Elsewhere in this thread people have compared casinos to video games, tobacco,
and facebook. Video games run a full spectrum from predatory to wholesome, so
you'd have to look at that on a case-by-case basis. I regret some, but
definitely not most of the games I've bought/played. I'm not a smoker, but I
think most smokers would prefer to not need to smoke. Looking at it another
way, I don't think any smokers would prefer that their _children_ start
smoking, so in my view tobacco is unethical. Facebook has both saved and
ruined lives so it's in a grey zone for me.
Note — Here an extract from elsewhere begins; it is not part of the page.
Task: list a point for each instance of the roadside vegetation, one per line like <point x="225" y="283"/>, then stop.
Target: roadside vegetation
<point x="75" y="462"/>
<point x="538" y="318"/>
By this test, casinos/lotteries/etc. land firmly in the far unethical side of
the spectrum for me personally, but you might have a different view based on
your own experiences. Ideally someone would find hard data to support one view
or another.

------
bartedinburgh
I used to work for one and was not proud of it because I felt our products did
not provide any value.

My boss had this theory how betting small amounts of money is just another
form of entertainment people enjoy, just like going to the cinema or playing a
video game, and thus we were in the entertainment business. I didn't really
buy it and I wondered if he truly believed it himself.

Not everyone has a chance to work on world-changing, truly innovative stuff,
but there's a lot of productive, useful work to be done, and I just think that
online betting is not one of them.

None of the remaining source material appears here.